✕Gavrio is the island's port and most people use it purely as a transit point. This is understandable but misses something genuine. Gavrio's harbour has real kafeneions, a waterfront that belongs to the people who live there rather than those passing through, and the Agios Petros Hellenistic tower just north of town. Take an hour in Gavrio before continuing; it resets the expectations that the ferry crossing may have calibrated toward 'just another Cycladic port.'
✕The track road to Achla is described with adjectives that include 'very rough', 'requires 4WD', and 'potentially impassable after rain' — all of which are accurate. Attempting it in a standard hire car risks both the vehicle and the journey. The correct approach is by boat (seasonal water taxis from Batsi and Chora) or by the trail from Vourkoti.
✕The beach offer on Andros is genuinely excellent. But the inland villages — Menites, Apikia, Stenies, Vourkoti, Kochylos — are where Andros is most distinct from every other island in the Aegean. The springs, the plane trees, the xirolithia dry-stone walls, the kafeneion under the trees in Menites where the water flows past the tables — none of these are available at the beach.
✕The museum, even with a targeted visit to the current temporary exhibition, rewards more than the 45 minutes that 'fitting it in' on a busy afternoon allows. Go specifically, in the morning, when the light in the exhibition spaces is better and the midday heat makes outdoor exploration less appealing.
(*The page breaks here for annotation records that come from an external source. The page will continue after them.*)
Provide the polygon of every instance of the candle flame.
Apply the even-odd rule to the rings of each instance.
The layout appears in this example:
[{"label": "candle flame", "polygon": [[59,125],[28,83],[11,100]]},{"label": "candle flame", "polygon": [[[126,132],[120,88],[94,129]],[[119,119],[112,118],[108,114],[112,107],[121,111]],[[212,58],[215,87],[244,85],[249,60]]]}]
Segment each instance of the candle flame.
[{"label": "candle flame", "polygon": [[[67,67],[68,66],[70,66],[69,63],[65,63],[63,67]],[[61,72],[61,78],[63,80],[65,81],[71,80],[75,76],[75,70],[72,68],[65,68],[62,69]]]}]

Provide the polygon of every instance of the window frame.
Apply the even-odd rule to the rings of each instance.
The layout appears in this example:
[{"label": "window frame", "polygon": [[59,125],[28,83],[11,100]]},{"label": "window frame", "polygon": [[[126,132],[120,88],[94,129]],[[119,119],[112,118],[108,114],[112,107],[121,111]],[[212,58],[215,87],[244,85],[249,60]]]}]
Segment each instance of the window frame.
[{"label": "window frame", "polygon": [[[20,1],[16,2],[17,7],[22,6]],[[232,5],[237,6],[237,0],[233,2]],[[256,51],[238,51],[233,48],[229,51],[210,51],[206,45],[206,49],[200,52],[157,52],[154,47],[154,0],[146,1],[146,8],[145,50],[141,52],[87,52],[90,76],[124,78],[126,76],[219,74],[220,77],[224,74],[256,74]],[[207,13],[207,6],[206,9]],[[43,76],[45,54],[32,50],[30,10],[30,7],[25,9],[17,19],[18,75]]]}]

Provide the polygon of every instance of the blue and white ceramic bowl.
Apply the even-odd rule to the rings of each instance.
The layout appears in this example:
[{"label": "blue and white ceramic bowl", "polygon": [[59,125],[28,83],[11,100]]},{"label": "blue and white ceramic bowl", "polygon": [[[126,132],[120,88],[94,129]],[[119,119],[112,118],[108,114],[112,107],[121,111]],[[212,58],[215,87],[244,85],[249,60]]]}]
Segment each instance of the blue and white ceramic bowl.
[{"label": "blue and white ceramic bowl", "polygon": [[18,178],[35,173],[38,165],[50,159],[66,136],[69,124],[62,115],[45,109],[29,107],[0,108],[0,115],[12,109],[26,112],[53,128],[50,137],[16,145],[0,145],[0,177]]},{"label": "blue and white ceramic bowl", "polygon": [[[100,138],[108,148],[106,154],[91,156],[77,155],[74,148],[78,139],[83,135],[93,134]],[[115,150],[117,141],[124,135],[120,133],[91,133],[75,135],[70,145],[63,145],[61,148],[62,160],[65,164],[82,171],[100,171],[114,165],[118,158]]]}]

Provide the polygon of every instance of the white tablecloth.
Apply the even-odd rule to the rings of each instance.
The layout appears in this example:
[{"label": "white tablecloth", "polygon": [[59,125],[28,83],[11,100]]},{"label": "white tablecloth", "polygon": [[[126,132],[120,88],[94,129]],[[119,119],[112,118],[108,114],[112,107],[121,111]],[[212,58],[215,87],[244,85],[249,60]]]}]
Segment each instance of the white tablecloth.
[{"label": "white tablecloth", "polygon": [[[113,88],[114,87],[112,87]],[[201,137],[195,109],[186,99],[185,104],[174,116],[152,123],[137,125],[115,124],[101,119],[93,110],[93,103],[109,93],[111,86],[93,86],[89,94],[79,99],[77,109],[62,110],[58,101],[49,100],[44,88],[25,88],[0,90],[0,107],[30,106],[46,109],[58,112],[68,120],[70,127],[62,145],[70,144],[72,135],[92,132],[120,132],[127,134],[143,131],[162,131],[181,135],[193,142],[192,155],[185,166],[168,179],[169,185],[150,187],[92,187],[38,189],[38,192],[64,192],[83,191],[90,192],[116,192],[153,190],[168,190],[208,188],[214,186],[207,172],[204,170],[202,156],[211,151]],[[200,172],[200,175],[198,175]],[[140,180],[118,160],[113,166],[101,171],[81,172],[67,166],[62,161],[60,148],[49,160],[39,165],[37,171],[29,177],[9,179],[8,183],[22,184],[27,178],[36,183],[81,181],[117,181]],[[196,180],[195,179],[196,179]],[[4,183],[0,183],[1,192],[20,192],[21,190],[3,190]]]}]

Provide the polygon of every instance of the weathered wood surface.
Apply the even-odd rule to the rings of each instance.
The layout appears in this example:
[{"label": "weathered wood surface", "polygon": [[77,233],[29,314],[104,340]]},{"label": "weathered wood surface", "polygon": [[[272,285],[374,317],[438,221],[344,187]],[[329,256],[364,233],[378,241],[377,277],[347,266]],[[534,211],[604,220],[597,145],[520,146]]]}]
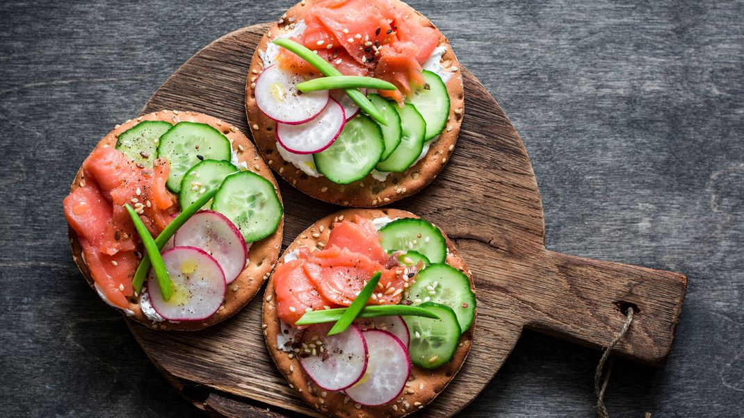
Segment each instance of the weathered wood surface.
[{"label": "weathered wood surface", "polygon": [[[248,131],[241,87],[269,25],[211,42],[153,95],[141,114],[163,108],[208,113]],[[639,310],[618,353],[660,362],[669,352],[686,290],[684,276],[545,251],[542,208],[522,141],[501,108],[463,69],[466,111],[449,163],[426,190],[393,206],[442,226],[473,272],[478,300],[476,339],[460,373],[434,403],[430,417],[449,417],[470,402],[498,371],[527,325],[578,342],[606,346]],[[282,183],[284,246],[337,210]],[[454,198],[453,198],[454,197]],[[312,209],[310,209],[312,208]],[[275,370],[261,338],[260,304],[225,325],[198,333],[130,329],[170,376],[286,411],[313,414]],[[243,359],[250,353],[247,359]],[[203,398],[190,398],[201,404]],[[240,414],[230,412],[233,416]]]},{"label": "weathered wood surface", "polygon": [[[202,414],[83,282],[60,202],[98,139],[187,59],[292,3],[0,4],[4,414]],[[744,391],[741,1],[411,3],[449,36],[519,131],[549,249],[690,277],[669,362],[616,362],[610,412],[736,416]],[[527,331],[463,415],[590,415],[598,359]]]}]

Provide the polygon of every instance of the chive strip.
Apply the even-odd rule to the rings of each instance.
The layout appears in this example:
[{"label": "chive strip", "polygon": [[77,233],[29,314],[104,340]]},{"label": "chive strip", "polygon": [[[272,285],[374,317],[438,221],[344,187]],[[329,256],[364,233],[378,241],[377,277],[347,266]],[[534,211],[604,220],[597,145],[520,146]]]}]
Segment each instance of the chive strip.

💡 What nobody tells you about Andros: The xirolithia — the distinctive dry-stone walls found throughout the island, built with large vertical slate slabs incorporated between horizontal courses of smaller stone — are unique to Andros and visible on virtually every rural path and farm boundary. They are a form of landscape writing: a record of every property boundary, every field edge, every route between villages that Andriot farmers mapped over centuries. Walking any trail on the island and paying attention to the walls is reading a land-use document in stone that predates every map of the island. Only Andros has this specific technique, this specific visual signature. It is worth slowing down to look at it.